Christou, Despina, and Grigorios Tsoumakas. "Extracting Semantic Relationships in Greek Literary Texts." Sustainability 13.16 (2021): 9391.

Author(s): Despina Christou and Grigorios Tsoumakas

Availability:

Appeared In: Sustainability

Keywords: relation extraction, distant supervision, deep neural networks, Transformers, Greek NLP, literary fiction, heritage management, metadata extraction, Katharevousa

Tags:

Abstract: In the era of Big Data, the digitization of texts and the advancements in Artificial Intelligence (AI) and Natural Language Processing (NLP) are enabling the automatic analysis of literary works, allowing us to delve into the structure of artifacts and to compare, explore, manage and preserve the richness of our written heritage. This paper proposes a deep-learning-based approach to discovering semantic relationships in literary texts (19th century Greek Literature) facilitating the analysis, organization and management of collections through the automation of metadata extraction. Moreover, we provide a new annotated dataset used to train our model. Our proposed model, REDSandT_Lit, recognizes six distinct relationships, extracting the richest set of relations up to now from literary texts.
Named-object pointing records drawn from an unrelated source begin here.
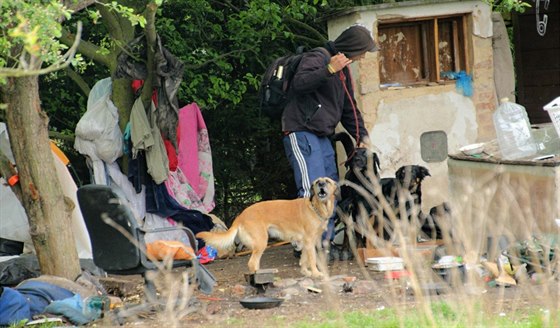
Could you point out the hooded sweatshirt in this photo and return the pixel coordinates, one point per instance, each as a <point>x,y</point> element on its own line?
<point>319,100</point>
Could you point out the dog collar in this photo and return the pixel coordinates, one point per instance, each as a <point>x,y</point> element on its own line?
<point>317,212</point>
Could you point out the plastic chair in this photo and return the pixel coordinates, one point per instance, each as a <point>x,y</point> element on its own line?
<point>118,241</point>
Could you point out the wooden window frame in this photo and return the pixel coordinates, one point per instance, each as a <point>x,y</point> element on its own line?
<point>428,28</point>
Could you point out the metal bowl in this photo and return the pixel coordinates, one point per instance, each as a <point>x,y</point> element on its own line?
<point>472,149</point>
<point>260,302</point>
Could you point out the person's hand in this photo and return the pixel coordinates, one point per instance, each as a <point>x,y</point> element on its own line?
<point>338,62</point>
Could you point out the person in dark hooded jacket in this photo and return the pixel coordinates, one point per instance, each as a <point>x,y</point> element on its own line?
<point>323,97</point>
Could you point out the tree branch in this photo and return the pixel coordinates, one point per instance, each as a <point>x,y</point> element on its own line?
<point>82,84</point>
<point>318,36</point>
<point>78,5</point>
<point>151,40</point>
<point>86,48</point>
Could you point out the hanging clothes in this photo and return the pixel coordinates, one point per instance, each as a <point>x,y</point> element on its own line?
<point>192,184</point>
<point>169,74</point>
<point>145,135</point>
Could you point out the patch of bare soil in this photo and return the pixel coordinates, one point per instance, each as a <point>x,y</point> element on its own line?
<point>369,291</point>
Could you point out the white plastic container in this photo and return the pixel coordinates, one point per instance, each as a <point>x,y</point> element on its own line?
<point>553,109</point>
<point>385,263</point>
<point>513,130</point>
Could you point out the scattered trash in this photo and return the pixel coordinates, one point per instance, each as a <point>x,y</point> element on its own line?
<point>257,303</point>
<point>314,289</point>
<point>385,263</point>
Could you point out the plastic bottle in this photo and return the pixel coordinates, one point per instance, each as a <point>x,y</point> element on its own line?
<point>94,306</point>
<point>513,130</point>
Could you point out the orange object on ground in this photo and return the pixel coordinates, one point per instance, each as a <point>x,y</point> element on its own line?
<point>13,180</point>
<point>163,249</point>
It efficiently captures the semantic characteristics of the investigating time-period by finetuning the state-of-the-art transformer-based Language Model (LM) for Modern Greek in our corpora. Extensive experiments and comparisons with existing models on our dataset reveal that REDSandT_Lit has superior performance (90% accuracy), manages to capture infrequent relations (100%F in long-tail relations) and can also correct mislabelled sentences. Our results suggest that our approach efficiently handles the peculiarities of literary texts, and it is a promising tool for managing and preserving cultural information in various settings.